Sex is used in so many aspects of our lives that it is almost too broad a term to now describe all the ways it can be applied. The idea of sexuality as a measure of femininity where musicians, movie stars and unfortunately even regular women are concerned has become one of the pressing issues of society. No longer, it seems, is sex a private and personal matter for the individual to their own make decisions on. These days if you’re not having it, that’s a problem, but don’t worry – there’s ads and apps and all manner of other ways to fix that. In fact, even if you are having it you should be having it better – why not improve your experience through toys, tips, nasal sprays, pills?

The argument that sex is a central aspect of modern life in the Western World is an easy one to make, and no one can deny that Sex wears many masks in the 21st century. It can be a reputation maker, if you are a man, and breaker, if you are a woman. It can be the reason we watch certain music videos, the reason we watch certain TV shows, hell the reason we watch some sports events. Which means we are more or less in agreement on that; Sex isn’t simply a part of life these days, Sex is life.

This brings me back to the Bar. As two girls make their nightly wage by 69’ing on the floor in the dimly lit back room of the place, can that truly be considered sex? Certainly it’s a ‘sex act’, but when carried out by two professionals, who do so only for monetary gain, take no enjoyment from doing so (according to them) and perform the same routine up to 5 times a night for different functions around the City, is it actually Sex? If a woman is molested by a man, it is an abhorrent crime – the two individuals did not have sex. If a pre-pubescent boy and girl experiment with each other out of curiosity because they don’t understand what future use their genitals have, once again the two individuals did not have sex.
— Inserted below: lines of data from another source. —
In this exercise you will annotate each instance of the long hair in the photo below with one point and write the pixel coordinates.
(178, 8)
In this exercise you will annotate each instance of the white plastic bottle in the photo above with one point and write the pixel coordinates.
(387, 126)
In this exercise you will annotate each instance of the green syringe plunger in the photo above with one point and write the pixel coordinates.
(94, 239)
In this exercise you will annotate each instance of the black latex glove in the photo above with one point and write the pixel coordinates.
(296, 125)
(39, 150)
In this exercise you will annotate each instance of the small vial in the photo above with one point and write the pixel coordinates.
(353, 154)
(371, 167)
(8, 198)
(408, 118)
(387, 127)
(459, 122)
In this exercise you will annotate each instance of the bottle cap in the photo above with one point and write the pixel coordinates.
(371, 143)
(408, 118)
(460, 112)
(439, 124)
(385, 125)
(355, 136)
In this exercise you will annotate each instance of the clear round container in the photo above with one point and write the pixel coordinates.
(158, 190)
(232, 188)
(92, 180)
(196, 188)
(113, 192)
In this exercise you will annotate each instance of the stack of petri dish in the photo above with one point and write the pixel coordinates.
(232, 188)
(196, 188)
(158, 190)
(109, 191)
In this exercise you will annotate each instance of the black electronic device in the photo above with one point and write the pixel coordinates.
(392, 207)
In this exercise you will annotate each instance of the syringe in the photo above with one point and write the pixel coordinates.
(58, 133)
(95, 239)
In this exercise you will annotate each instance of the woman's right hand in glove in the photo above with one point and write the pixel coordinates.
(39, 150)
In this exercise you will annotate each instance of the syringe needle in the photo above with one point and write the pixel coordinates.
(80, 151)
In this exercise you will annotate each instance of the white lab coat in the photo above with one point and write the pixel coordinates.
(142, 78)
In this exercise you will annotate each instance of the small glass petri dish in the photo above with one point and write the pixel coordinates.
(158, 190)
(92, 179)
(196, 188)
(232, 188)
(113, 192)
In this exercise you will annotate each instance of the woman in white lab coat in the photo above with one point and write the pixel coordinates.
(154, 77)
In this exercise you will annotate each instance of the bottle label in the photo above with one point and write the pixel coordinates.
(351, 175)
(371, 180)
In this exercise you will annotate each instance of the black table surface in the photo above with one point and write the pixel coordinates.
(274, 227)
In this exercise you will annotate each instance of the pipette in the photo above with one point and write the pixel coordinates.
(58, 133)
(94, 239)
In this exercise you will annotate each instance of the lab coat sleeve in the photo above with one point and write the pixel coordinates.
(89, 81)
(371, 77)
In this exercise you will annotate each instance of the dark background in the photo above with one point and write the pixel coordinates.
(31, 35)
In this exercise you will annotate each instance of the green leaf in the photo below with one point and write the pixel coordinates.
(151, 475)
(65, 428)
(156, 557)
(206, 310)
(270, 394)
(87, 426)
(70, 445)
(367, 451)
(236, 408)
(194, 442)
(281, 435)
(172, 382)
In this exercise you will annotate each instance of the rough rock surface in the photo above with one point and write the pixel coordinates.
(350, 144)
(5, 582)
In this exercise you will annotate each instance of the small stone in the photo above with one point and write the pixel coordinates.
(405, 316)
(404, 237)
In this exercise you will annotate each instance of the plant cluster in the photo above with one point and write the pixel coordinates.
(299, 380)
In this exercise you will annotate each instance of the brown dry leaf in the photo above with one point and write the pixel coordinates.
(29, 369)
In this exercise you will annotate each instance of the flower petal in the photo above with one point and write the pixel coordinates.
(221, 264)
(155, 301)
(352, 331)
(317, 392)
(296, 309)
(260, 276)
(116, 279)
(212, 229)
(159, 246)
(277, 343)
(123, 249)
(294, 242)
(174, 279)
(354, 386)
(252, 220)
So when two heterosexual women, in the interest of their job, deep throat condoms onto a double ended dildo and back up on it making it disappear like the world’s most X-rated magic trick, logic dictates that Sex, once again, is not Sex.

At the end of the day, my musings on the definition of Sex, which appear to be in a state of flux, aren’t going to affect me on a day to day basis. I’ll continue to see it on the internet, hear it through the paper thin walls of my house and continue to have it myself (touch wood…pun intended). But I do feel that the conversations on sex must continue. Spurred on by witnessing these sex shows first hand, I’m intrigued by how important sex is made out to be in social commentary, yet how trivial its meaning can be in certain contexts. It seems to have the potential to be both the most important and least valuable thing. Does that foreshadow the next social evolution of sex? I’m not sure – at the end of the day I can’t answer that question on my own. Only ongoing dialogue as a society can get us closer. Closer to putting Sex in the right place in a busy, technological and commercially oriented 21st century. Or if not the right place, the least damaging place. Then again I’m always happy to throw in my two cents, which means I should probably go and see if they have any spare weekend shifts back at the bar…

Alexander Porter will remain committed to understanding the meaning of sex no matter how long it takes.